AF: Can you discuss the repetition of your music and themes of duality?

RW: I’ve oscillated a lot between being verbose in lyric writing and being super minimal. I think I’m inclined toward the minimal though, because for me certain phrases sort of lose their day to day meaning when you repeat them and the really good ones send me spiraling emotionally to a place I really enjoy performing from. I used excerpts of these repetitive songs in my live shows to get me to that place and eventually started recording them (though they were more slippery to get right on record than the other tracks were). Thematically though, as a whole, the record is not repetitive in character – each song insists on its own narrative, and pitted against each other they lie and contradict. But also it’s all true. We are different versions of ourselves. This record explores the dusty corners of that for me.

AF: Can you discuss packaging all of the cross-disciplinary elements (production, PR, visuals, lighting, live show) as an independent artist?

RW: I find much of the process of translating the vision of this project to be really exciting – especially curating the live show, ironing out all the transitions, creating new textures and diving deep into the primary elements of the music to bring the show to life. At it’s best, PR and social media can do that too, though it’s much harder for me to feel like I’m looking you in the eye in those settings. In my shows I’m building up a ton of courage and so much planning goes into it that I feel like I can really spiral and be in it with you.

AF: Are there other practices in your life that influence your process of making music?

RW: I’m a habit person. If I’m in a good practice of writing and playing music I can stay in that space all day. But it has to be an every day commitment. Otherwise I fall out of it and have to find my way back. I’m also particularly sensitive at the start of my day. If things go too slowly, if the day doesn’t feel empty enough, if I’ve distracted myself for too long, then it’s even harder for me to get started. The practice is sort of the whole thing I guess…

AF: Did you have strong female role models growing up that influenced your career path into music?

RW: Absolutely – I feel very much like a woman raised by women. Though I didn’t necessarily know female (or any?) musicians other than my teachers growing up, I was pretty unequivocally encouraged to create and express myself. Which just feels like the ultimate gift.

AF: Who are your contemporary musical influences, from the underground to the mainstream?

RW: I’ve been listening to Cocteau Twins almost non-stop lately – I often don’t listen to much music when I’m in a writing period because it gets harder to hear my own thoughts but I’ve been clinging to Heaven or Las Vegas for the last month or so.
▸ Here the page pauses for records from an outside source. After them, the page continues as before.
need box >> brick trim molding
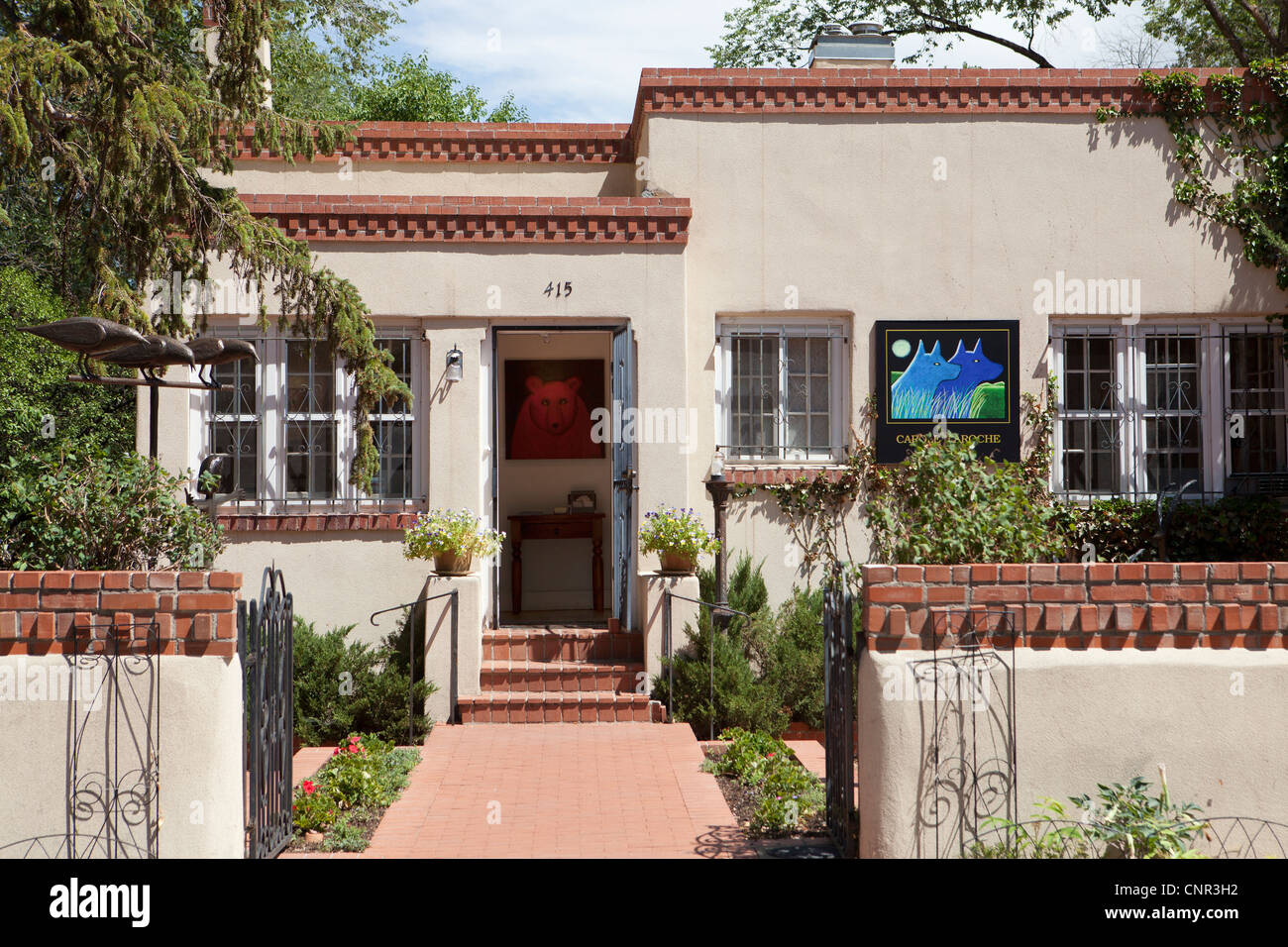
[0,571,242,657]
[863,562,1288,651]
[631,68,1261,127]
[218,513,420,532]
[241,194,692,245]
[725,464,850,487]
[233,121,635,164]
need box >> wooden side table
[509,513,604,614]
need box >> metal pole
[149,385,161,460]
[662,588,675,723]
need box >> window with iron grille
[1052,322,1288,498]
[196,336,424,511]
[717,322,847,463]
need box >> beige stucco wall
[165,105,1282,623]
[640,113,1282,599]
[858,648,1288,858]
[0,655,244,858]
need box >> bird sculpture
[99,335,197,382]
[188,335,259,388]
[22,316,143,377]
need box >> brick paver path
[298,723,755,858]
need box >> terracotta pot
[434,553,474,576]
[657,553,698,576]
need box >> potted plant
[640,507,720,575]
[403,510,505,576]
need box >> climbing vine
[761,377,1068,577]
[1096,59,1288,356]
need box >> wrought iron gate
[912,608,1019,858]
[823,579,858,857]
[237,570,295,858]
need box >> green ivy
[1098,59,1288,355]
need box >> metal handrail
[662,588,752,740]
[368,588,461,746]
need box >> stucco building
[141,37,1288,716]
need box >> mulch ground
[705,747,828,840]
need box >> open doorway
[493,329,617,626]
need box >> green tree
[707,0,1121,68]
[0,266,134,462]
[1145,0,1288,67]
[0,0,411,488]
[348,54,528,121]
[271,0,409,121]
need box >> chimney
[808,23,894,69]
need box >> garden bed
[703,734,828,840]
[286,734,420,853]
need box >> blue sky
[390,0,1174,123]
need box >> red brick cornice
[632,68,1244,129]
[218,513,419,532]
[241,194,692,245]
[236,121,635,163]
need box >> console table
[509,513,604,614]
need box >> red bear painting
[506,360,604,460]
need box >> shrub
[760,588,824,729]
[653,554,790,736]
[866,437,1068,565]
[703,727,825,835]
[1070,496,1288,562]
[0,451,224,570]
[293,612,438,746]
[291,733,420,852]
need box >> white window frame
[1050,320,1288,501]
[715,314,850,466]
[188,325,428,514]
I’ve loved Nilfur Yanya’s last record. Also Jlin! I spent a lot of time with Black Origami. Björk has definitely been an enduring influence for me. And Erykah Badu. And Joni Mitchell.

AF: Let’s talk about your ongoing collaborations with Arthur Moon. How did that come about?
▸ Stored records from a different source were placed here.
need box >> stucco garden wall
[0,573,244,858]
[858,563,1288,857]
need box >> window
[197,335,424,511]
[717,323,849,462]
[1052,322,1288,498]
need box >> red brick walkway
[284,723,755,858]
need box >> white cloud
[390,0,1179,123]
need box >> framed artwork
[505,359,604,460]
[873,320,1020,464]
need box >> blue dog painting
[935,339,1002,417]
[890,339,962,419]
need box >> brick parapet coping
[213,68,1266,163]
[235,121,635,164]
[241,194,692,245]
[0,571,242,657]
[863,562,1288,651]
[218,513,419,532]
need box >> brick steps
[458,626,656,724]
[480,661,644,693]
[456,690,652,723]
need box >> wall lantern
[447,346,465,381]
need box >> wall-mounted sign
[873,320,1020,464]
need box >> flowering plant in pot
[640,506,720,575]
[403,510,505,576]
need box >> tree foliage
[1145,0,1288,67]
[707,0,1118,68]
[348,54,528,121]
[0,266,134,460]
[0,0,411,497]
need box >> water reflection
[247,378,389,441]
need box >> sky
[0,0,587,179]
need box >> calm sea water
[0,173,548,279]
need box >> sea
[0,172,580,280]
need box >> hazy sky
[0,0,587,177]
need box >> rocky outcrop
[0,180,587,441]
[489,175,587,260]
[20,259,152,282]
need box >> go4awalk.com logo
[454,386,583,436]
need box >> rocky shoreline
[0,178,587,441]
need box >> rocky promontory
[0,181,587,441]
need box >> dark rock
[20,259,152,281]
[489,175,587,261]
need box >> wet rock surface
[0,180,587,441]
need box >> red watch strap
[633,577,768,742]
RW: I met Lora-Faye Ashuvud (Arthur Moon mastermind) in 2012 maybe? We’ve been playing together pretty much since the moment we met – I went on the road with her the following year and was a longtime member of the band that turned into Arthur Moon. Even since leaving the group and starting my solo project our musical lives have stayed very intertwined but now we do have more time to just be forever friends.

AF: How have you been coping with social distancing?

RW: Every day is different. Some days the weight of what’s happening keeps me really quiet and slow. Some days I feel like I can make things. I’ve recently thrown myself into a fundraising project compiling unreleased tracks from artists based in NYC to raise money for food relief efforts (more on that soon I hope). I’ve been nervous about my mom and her partner who live in downtown Manhattan and haven’t been outside in three weeks. I sent her an exercise bike.

AF: What advice would you give to women looking to start a music project, or looking to musically reinvent themselves? 

RW: Do it. Do everything. Reinvent yourself a million times, no one’s keeping track. And try and keep your blinders on while you do – there are so many things waiting to distract you or cloud your judgement. But if you feel called to this work, please find a way to make it.